Legends are often told of ancient times. The storytellers of the Northlands tell this story as a legend, even though it is from a relatively recent past.
In the time of Growth, when the birds return to the trees and the sun rises higher in the sky, the children of the Northlands look to the awakening of the bears as the final signal that Growth is upon them. Hungry from their long sleep, the bears come closer to the villages and towns. Therefore, each village has a family whose duty is to ensure the bears do not come into the village and threaten them.
One day, young woman named Kiva went into the forest to gather firewood. As she turned to head home, her foot slipped on a patch of ice and she stumbled, scattering the firewood across the snow. Before she could stand again, a large hand reached toward her and she gasped, staring upward at the tallest man she had ever seen in her life.
“I did not mean to frighten you,” he said, his rich voice lilting with an odd tone Kiva had never heard before. He pulled her easily to her feet and helped gather the scattered wood. He carried the wood for her to the edge of her camp and smiled at her. “Who are you?” she asked. “My name is Benno,” he replied. “I am glad to be of service.” Benno bowed low, then slipped away into the woods as silently as he had appeared.
Kiva belonged to the family of bear watchers of her village. She looked forward to sitting the long watches of the night with her spear by her side, guarding the village. Kiva loved sitting just outside the edge of the camp fire’s light to gaze upon the stars. Though Growth was upon them, the nights were still long, crisp and clear and the stars so bright she felt as though she could reach out her hand to touch them.
One night as she sat watch, she heard a rustling sound in the nearby brush and stood, gripping her spear. “Who is there?” she called, cautiously approaching the area, but she saw nothing but the tracks of a bear in the light crust formed on the top of the snow.
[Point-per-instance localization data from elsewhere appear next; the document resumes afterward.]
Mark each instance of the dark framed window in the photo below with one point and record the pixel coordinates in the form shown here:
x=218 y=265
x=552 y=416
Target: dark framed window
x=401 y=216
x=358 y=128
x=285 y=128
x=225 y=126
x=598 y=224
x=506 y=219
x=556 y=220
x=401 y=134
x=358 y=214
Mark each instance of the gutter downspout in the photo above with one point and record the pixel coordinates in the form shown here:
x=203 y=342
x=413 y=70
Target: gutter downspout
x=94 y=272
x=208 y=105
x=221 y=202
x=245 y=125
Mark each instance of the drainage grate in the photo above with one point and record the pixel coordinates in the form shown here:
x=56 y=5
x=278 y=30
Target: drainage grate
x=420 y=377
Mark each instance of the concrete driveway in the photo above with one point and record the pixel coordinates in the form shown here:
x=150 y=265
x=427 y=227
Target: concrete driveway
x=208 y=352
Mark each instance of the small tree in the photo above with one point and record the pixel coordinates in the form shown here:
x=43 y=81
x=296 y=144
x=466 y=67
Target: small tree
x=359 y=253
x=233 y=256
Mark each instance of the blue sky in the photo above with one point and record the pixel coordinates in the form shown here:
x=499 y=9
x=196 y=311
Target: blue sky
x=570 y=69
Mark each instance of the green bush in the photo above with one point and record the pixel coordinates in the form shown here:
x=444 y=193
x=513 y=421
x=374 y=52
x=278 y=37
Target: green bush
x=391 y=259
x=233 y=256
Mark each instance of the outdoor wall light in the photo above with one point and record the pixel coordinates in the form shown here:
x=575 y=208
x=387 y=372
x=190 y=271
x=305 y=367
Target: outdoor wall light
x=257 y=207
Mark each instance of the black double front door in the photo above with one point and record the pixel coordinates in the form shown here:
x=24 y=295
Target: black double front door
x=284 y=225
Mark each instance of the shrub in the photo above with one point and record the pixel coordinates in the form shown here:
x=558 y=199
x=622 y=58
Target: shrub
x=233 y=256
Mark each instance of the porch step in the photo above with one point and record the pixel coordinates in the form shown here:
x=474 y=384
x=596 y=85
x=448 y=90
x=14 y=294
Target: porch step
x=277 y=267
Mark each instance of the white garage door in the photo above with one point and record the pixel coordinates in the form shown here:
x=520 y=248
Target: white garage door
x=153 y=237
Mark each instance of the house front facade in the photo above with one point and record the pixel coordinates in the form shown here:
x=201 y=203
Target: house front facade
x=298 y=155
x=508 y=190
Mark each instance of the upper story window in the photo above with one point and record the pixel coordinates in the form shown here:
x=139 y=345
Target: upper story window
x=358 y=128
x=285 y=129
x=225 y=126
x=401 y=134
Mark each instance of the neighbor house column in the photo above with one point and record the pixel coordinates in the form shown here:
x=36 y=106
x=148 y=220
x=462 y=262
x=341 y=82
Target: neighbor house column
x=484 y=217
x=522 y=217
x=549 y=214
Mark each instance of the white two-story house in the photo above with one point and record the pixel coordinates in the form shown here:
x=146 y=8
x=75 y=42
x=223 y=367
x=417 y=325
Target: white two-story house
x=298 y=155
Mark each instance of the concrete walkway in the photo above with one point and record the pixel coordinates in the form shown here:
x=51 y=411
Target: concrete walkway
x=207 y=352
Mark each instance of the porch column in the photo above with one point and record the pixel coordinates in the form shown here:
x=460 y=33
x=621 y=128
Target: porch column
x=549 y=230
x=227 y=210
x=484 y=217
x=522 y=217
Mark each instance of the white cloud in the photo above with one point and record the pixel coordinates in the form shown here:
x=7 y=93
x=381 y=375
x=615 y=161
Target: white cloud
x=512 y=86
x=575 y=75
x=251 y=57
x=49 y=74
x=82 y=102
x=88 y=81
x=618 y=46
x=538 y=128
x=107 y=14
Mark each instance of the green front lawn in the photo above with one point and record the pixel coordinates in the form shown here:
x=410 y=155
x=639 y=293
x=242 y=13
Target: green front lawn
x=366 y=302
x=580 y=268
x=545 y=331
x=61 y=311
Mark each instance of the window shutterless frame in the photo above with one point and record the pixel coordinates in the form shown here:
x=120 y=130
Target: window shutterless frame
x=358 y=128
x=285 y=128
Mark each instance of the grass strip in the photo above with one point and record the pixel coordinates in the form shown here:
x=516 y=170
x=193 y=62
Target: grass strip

Furrowing her brow, she resolved to keep a closer eye on the village and not on the skies.
During her watches now, Kiva thought about Benno. He was not of her village; his voice had an odd inflection she could not place. But he spoke Halasian as did she and he was very handsome. Gazing upwards into the stars, Kiva wondered where he came from and whether she might see him again. At that moment, she heard the rustling in the woods again where the bear had left its tracks. Kiva grabbed her spear and edged her way toward the noise, careful not to make any sounds
Benno stood at the edge of the woods. He smiled at her, “I hope you do not mind; I wanted to see you again.” Kiva blushed and Benno stepped closer. “When first I saw you sitting here beside your fire and looking to the sky, I knew you are a dreamer, as am I,” he said. Suddenly, they heard a bear in the undergrowth nearby.
Kiva gripped her spear and looked toward the noise, but Benno put his hand on her arm. “The bears do not come to kill; they come to look,” he said softly. “Some say the bears come to find a mate among the Northmen, so they may share their strength.” A large, shaggy bear emerged from the woods, looked at Kiva and Benno, then lumbered away again.
“You see? He did not come to harm you,” Benno smiled, then slipped into the woods with a quick wave. Though she looked for him again over the next few days, Kiva did not see him. Kiva began to think she had hit her head that day she fell with her firewood and had imagined him into being.
Though Growth was upon the Northlands, the changes were not as sweeping as they are in the distant south. Snow and ice still cover the ground, but the lands feel more awake to those who know them best. The children of the Northlands, scattered by the invasion of the Horde, looked to each new season with hope in their hearts that this season, they would retake their homes. The Horde had not come yet to Kiva’s village.